2022-07-27 09:43:46.850717: I tensorflow/core/platform/cpu_feature_guard.cc:193] This TensorFlow binary is optimized with oneAPI Deep Neural Network Library (oneDNN) to use the following CPU instructions in performance-critical operations:  AVX2 AVX512F AVX512_VNNI FMA
To enable them in other operations, rebuild TensorFlow with the appropriate compiler flags.
2022-07-27 09:43:47.419450: I tensorflow/core/common_runtime/gpu/gpu_device.cc:1532] Created device /job:localhost/replica:0/task:0/device:GPU:0 with 22844 MB memory:  -> device: 0, name: NVIDIA TITAN RTX, pci bus id: 0000:3f:00.0, compute capability: 7.5


## Train the model

Now, the model can be trained. If you have questions concering that, have a look at the notebook "Costum Architecture" or "3 Pillars".  

Here, it is importatnt that we include the ``metadata`` for __each__ ``DataGenerator``. As you can see in the output above, the ``metadata`` for train, are in ``train[2]`` and accordingly the ``metadata`` for validation are in ``validation[2]``.

In [8]:
from aucmedi.data_processing.data_generator import DataGenerator

train_generator = DataGenerator(samples=train[0], path_imagedir="data/Kather_texture_2016_image_tiles_5000",
                                               labels=train[1], metadata=train[2], resize=model.meta_input, 
                                               standardize_mode=model.meta_standardize, 
                                               image_format=image_format, batch_size=32, data_aug=None, 
                                               grayscale=False, subfunctions=[], prepare_images=False, 
                                               sample_weights=None, seed=123, workers=1)
val_generator = DataGenerator(samples=validation[0], path_imagedir="data/Kather_texture_2016_image_tiles_5000",
                                               labels=validation[1], metadata=validation[2], resize=model.meta_input, 
                                               standardize_mode=model.meta_standardize, 
                                               image_format=image_format, batch_size=32, data_aug=None, 
                                               grayscale=False, subfunctions=[], prepare_images=False, 
                                               sample_weights=None, seed=123, workers=1)

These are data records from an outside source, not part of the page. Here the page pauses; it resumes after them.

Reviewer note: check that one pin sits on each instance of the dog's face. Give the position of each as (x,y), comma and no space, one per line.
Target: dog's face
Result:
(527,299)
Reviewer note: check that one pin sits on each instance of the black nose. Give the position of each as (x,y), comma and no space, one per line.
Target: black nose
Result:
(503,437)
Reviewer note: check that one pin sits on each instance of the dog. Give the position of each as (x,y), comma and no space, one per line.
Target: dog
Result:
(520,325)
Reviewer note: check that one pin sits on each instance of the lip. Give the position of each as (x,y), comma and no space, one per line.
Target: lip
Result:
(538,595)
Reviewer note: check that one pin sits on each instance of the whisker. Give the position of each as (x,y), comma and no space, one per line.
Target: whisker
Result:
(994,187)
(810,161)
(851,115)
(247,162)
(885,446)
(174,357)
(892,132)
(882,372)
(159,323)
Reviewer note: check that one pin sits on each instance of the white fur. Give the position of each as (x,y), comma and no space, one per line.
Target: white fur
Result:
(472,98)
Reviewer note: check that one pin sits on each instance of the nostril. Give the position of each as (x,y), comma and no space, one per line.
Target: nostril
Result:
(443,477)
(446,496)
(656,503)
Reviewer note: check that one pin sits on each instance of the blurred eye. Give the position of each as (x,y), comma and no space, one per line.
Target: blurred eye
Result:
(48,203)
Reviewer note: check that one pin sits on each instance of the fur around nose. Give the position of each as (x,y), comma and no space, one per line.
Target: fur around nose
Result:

history = model.train(training_generator=train_generator, validation_generator=val_generator, epochs=20, iterations=None, 
                                         callbacks=None, class_weights=None, transfer_learning=False)

Epoch 1/20


2022-07-27 09:43:49.902739: I tensorflow/stream_executor/cuda/cuda_dnn.cc:384] Loaded cuDNN version 8100
2022-07-27 09:43:50.476791: I tensorflow/core/platform/default/subprocess.cc:304] Start cannot spawn child process: No such file or directory


Epoch 2/20
Epoch 3/20
Epoch 4/20
Epoch 5/20
Epoch 6/20
Epoch 7/20
Epoch 8/20
Epoch 9/20
Epoch 10/20
Epoch 11/20
Epoch 12/20
Epoch 13/20
Epoch 14/20
Epoch 15/20
Epoch 16/20
Epoch 17/20
Epoch 18/20
Epoch 19/20
Epoch 20/20


If you want to know how to evaluate the performance of your model, have a look in the corresponding notebook.